Advanced Parameters: reverse and key

Both sort() and sorted() support two parameters to control sorting details:

(1) reverse: Control Ascending/Descending Order

  • Default: reverse=False (ascending order, from smallest to largest).
  • Set to reverse=True for descending order (from largest to smallest).

Example:

my_list = [3, 1, 4, 2]
my_list.sort(reverse=True)  # Sort in descending order
print(my_list)  # Output: [4, 3, 2, 1]

# sorted() also supports reverse
sorted_list = sorted(my_list, reverse=True)
print(sorted_list)  # Output: [4, 3, 2, 1]

(2) key: Custom Sorting Rules

To sort based on special criteria (e.g., string length, a specific element of a tuple), use the key parameter.

Example (Sort by string length):

words = ["apple", "cat", "banana"]
sorted_words = sorted(words, key=lambda x: len(x))  # Sort by string length (ascending)
print(sorted_words)  # Output: ['cat', 'apple', 'banana'] (lengths: 3 → 5 → 6)

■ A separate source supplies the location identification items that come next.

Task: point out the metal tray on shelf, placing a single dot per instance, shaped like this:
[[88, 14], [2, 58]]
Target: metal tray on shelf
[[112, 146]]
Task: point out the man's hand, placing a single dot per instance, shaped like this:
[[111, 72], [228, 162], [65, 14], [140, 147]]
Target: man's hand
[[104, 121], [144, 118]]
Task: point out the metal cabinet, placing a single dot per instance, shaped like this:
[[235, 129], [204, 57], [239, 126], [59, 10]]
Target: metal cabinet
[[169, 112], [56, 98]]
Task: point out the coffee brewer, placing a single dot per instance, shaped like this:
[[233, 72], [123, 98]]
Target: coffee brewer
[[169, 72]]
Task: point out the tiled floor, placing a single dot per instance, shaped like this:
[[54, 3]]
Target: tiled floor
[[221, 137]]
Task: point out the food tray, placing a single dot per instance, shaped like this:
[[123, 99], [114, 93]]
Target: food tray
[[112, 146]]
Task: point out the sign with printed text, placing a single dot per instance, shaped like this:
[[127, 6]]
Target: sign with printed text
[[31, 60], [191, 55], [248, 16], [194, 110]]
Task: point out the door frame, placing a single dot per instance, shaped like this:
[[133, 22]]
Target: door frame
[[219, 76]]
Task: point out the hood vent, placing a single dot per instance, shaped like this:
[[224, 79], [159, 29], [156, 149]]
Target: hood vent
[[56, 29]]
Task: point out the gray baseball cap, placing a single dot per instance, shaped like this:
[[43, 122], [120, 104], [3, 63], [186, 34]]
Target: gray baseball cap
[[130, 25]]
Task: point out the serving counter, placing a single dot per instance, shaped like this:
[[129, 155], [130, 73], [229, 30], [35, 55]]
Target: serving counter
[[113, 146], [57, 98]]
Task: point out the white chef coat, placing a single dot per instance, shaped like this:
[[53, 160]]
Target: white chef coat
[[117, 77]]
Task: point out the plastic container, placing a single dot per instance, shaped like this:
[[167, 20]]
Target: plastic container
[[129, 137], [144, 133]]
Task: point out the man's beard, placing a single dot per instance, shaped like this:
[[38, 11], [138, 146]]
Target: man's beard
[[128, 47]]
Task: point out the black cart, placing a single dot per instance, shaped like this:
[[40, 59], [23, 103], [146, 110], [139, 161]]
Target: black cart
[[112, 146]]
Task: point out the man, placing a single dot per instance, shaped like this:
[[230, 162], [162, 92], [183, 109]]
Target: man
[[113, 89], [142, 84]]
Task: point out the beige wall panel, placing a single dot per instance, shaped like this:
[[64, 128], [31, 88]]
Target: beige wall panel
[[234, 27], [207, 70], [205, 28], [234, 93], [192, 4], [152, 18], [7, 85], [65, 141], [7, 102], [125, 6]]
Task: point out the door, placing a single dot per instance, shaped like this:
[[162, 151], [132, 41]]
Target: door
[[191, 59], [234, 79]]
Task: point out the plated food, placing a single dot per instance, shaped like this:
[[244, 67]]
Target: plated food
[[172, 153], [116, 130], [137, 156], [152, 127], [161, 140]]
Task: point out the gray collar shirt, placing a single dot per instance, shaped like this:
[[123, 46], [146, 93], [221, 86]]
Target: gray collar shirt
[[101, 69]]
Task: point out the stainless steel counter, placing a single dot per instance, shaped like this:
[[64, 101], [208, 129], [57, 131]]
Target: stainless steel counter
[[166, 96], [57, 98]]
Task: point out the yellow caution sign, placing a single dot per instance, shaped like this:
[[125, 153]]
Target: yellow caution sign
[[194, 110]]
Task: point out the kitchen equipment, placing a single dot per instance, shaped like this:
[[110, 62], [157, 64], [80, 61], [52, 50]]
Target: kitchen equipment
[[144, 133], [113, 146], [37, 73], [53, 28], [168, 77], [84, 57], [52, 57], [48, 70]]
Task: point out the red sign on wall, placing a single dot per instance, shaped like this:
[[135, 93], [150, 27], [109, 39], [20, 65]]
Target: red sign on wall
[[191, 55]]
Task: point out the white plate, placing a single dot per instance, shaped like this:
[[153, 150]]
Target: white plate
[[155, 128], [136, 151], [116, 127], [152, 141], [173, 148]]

Here, lambda x: len(x) is an “anonymous function” that extracts the length of each string as the sorting key.

How to Choose?

  • Use list.sort(): When you don’t need the original list anymore and want to modify it directly (saves memory by avoiding extra space).
  • Use sorted(): When you need to preserve the original list or sort other iterables (e.g., tuples, strings).

Common Pitfalls

  1. Don’t assume sorted() modifies the original list: The original list remains unchanged; sorted() only returns a new list.
  2. Don’t try to assign sort() to a variable: It returns None, so you cannot store the result in a variable.
  3. Tuples cannot use sort(): Tuples are immutable and have no sort() method. Use sorted() to convert them to a list for sorting.

Summary

  • list.sort(): Modifies the original list in-place, returns None. Suitable when the original list is unnecessary.
  • sorted(): Does not modify the original list, returns a new sorted list. Suitable when the original list needs to be preserved or sorting other objects.

Choose the appropriate tool based on whether you need to preserve the original list!